As escolhas políticas da State Street são semelhantes às da BlackRock. As duas opções de programa da Vanguard incluem uma “política alinhada ao conselho” e uma política ESG, ou climática.

Como os programas de votação afetarão os votos nesta temporada de procuração corporativa, que está apenas começando, é uma questão importante. Lindsey Stewart, diretor de pesquisa de administração de investimentos da Morningstar, acompanha de perto os padrões de votação das empresas de fundos. Ele diz que não sabe dizer se eles fizeram muita diferença no ano passado.

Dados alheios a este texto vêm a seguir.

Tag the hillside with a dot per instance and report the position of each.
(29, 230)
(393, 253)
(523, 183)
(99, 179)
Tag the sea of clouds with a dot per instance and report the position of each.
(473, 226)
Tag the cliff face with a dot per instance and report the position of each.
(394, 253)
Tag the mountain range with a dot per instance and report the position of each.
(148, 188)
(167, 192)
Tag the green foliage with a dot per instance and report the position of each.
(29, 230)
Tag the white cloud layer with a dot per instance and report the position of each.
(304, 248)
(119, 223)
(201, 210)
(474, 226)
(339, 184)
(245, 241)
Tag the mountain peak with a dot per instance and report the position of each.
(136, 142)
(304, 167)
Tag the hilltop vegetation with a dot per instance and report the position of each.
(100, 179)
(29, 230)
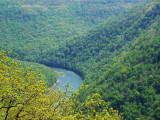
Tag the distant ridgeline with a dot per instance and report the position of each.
(33, 28)
(119, 58)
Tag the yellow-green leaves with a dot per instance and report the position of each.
(23, 95)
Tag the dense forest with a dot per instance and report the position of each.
(113, 44)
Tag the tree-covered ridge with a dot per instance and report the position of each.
(101, 44)
(25, 96)
(50, 75)
(32, 28)
(120, 60)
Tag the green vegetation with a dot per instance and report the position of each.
(23, 96)
(50, 75)
(114, 45)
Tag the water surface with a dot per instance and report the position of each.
(74, 79)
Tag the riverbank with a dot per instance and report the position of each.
(55, 85)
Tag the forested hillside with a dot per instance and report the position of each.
(113, 44)
(32, 28)
(120, 60)
(24, 96)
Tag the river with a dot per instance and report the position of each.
(74, 79)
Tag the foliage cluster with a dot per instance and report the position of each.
(25, 96)
(119, 59)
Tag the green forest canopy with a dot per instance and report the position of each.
(119, 58)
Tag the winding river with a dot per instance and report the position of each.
(74, 79)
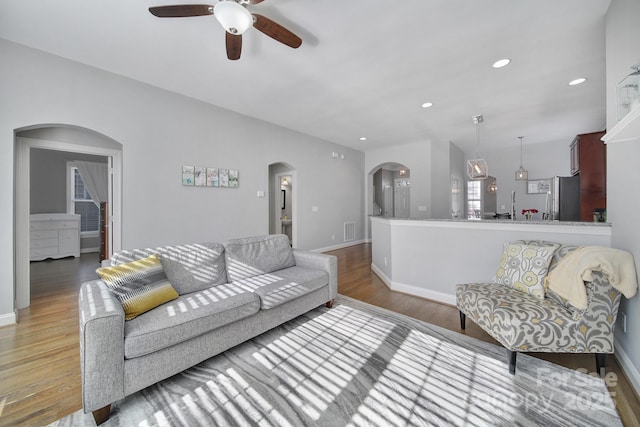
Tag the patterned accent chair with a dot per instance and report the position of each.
(525, 323)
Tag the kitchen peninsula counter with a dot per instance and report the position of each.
(428, 257)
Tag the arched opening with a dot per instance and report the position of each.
(282, 201)
(389, 191)
(62, 143)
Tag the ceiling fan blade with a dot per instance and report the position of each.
(234, 46)
(276, 31)
(181, 10)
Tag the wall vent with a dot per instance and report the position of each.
(349, 231)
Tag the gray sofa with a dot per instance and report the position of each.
(228, 293)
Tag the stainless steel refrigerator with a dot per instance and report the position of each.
(563, 200)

O Professor Coates afirma que os actuais programas de escolha de voto são complexos e poderão não atrair muito interesse, a menos que as empresas encontrem formas de se concentrarem nas questões mais prementes todos os anos. Ele citou batalhas perenes sobre questões trabalhistas na Starbucks, ou grandes questões climáticas em empresas de combustíveis fósseis, ou disputas sobre direitos reprodutivos, como áreas que financiam as empresas poderiam destacar. Traduzir as políticas de votação em votos reais é importante, disse ele, e precisa ser feito de forma clara, antes da votação por procuração.

“Vejo isso como um progresso, mas está longe de ser perfeito”, disse o professor Coates.

Agora, pelo menos, existem melhores perspectivas para os accionistas de fundos, que foram condenados ao silêncio, terem finalmente voz.